So it turned out to be easy enough to build an AJAX chat module that I've gone ahead and built one. I'll plug it in once I've finished a couple of more features and tested it all. The basic chat works fine right now. But chat isn't much fun without rooms - so I made sure it would support multiple rooms. Right now it'll chat in multiple rooms, but the missing ingredient is room presence - to answer the question "how many people are here right now?". That brings up the issue of private rooms, because some conversations are best done behind closed doors. The reason that's an issue with room presence is because if you've got room presence, you've got to know which rooms not to show. Yada, yada, yada. Feature creep. Maybe I should just open one public room and be done with it, but that's hardly intellectually inspiring.
After some long thought about the systems issues, I think I've got a novel concept. Since there are to be multiple rooms, who gets to create a room? Just the admin? Logged in users? On most sites you have to suggest a new room name and wait a few days/weeks or else they are created for you based on marketing research.

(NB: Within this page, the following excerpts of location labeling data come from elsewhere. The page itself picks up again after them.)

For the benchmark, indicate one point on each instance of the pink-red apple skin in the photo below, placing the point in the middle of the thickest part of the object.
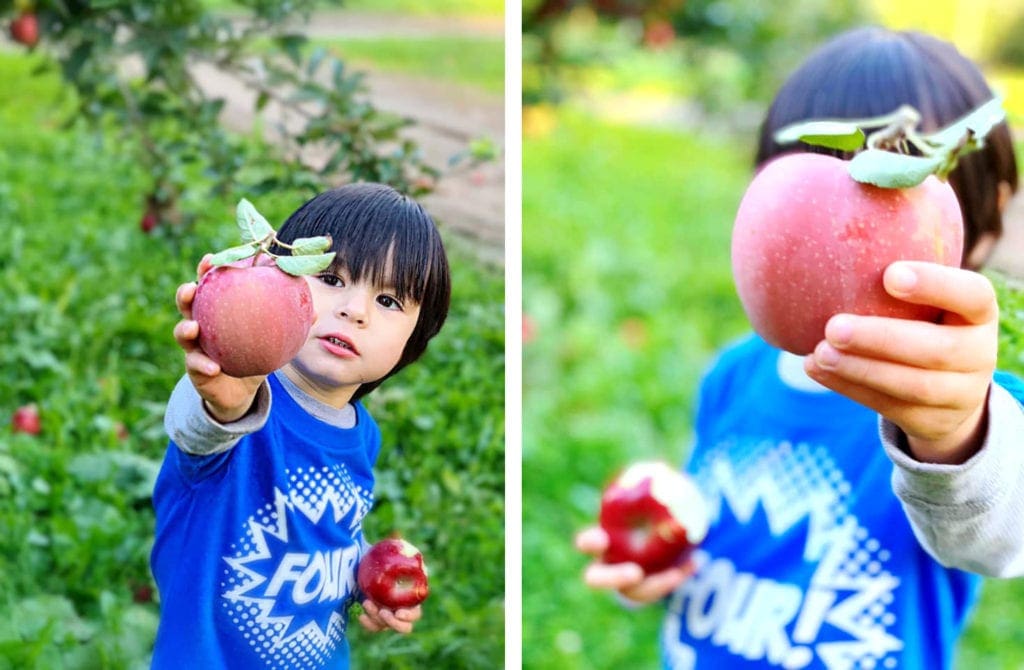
(653, 516)
(810, 242)
(26, 419)
(25, 29)
(392, 574)
(252, 320)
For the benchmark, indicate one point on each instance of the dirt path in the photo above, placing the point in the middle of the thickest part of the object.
(446, 116)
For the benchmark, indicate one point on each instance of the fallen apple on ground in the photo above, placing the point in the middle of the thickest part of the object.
(809, 242)
(392, 574)
(26, 419)
(25, 29)
(653, 515)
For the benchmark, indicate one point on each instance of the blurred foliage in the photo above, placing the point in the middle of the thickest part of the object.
(619, 332)
(85, 333)
(728, 51)
(136, 66)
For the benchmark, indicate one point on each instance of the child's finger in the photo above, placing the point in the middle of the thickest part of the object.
(200, 364)
(916, 343)
(410, 615)
(371, 624)
(617, 576)
(204, 266)
(183, 298)
(656, 586)
(954, 290)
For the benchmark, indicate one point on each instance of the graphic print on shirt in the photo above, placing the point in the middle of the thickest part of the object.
(289, 600)
(837, 614)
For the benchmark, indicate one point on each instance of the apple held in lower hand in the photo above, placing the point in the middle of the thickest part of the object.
(653, 515)
(810, 242)
(392, 574)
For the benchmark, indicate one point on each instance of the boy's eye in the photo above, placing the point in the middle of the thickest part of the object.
(332, 280)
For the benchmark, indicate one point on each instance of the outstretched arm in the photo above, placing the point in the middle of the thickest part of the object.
(953, 435)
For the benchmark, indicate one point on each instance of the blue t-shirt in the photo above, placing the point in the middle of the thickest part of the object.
(810, 561)
(256, 547)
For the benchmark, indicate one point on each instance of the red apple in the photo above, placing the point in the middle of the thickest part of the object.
(392, 574)
(25, 29)
(26, 419)
(252, 319)
(653, 515)
(810, 242)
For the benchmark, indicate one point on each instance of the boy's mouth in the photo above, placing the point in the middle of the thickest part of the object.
(340, 342)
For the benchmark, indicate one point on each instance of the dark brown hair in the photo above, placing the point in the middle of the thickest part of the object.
(388, 239)
(870, 72)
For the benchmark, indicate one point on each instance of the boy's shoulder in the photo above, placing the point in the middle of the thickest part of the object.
(1011, 382)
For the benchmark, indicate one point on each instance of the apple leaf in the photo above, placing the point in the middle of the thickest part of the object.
(980, 122)
(304, 264)
(843, 135)
(252, 224)
(233, 253)
(891, 170)
(308, 246)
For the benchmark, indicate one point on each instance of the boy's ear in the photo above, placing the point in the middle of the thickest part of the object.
(981, 251)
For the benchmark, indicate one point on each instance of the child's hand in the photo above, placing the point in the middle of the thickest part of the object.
(226, 398)
(375, 619)
(628, 579)
(930, 379)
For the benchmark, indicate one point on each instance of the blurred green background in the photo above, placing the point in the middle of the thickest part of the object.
(86, 316)
(638, 144)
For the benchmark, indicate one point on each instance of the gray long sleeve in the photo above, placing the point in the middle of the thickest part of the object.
(969, 515)
(195, 431)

As it turns out, in my implementation as it exists right now a room is nothing more than a tag on a message. Maybe that's all it should be. You want a room called 'Lesbian Buddhist secret agents from Norway'? Fine by me. All you have to do is go to a room by that name - and that act alone makes it exist. Rooms cease to exist when all their messages expire. This is actually pretty cool from an administration viewpoint. Rooms appear magically as they're needed, and they vanish when they stop being used.
Zero maintenance.
It's probably more of an academic exercise than anything else. There aren't enough people that actually hang out at the BADDCAFE to be much use here. Then again, I wasn't expecting 60,000 visitors the other day, and social communications ware is the kind of software I've always enjoyed doing. AJAX chat fits nicely into the portfolio and looks good on the resume if nothing else.

Good thing I got those sessions under control yesterday morning. Yesterday afternoon this site got hammered. It wasn't search engines, but the similiarity of requests is highly suspect. Over 60,000 unique sites requested my home page yesterday between noon and 2PM. None of them went any further. They all were redirected from my old site. Then just as suddenly, it all stopped. Hmmm. That's certainly strange.
It wouldn't surprise me at all if it turned out to be a coordinated DOS attack on my site after my mentioning a vulnerability to overloading. Somebody trained a firehose of hacked drone sites at me. That's my suspicion anyway. I can't quite picture 60,000 visitors doing exactly the same thing under other circumstances unless my site was mentioned on a major news channel as a place to get a free Lexus or download videos of Catherine Zeta Jones having sex with Brad Pitt or something like that.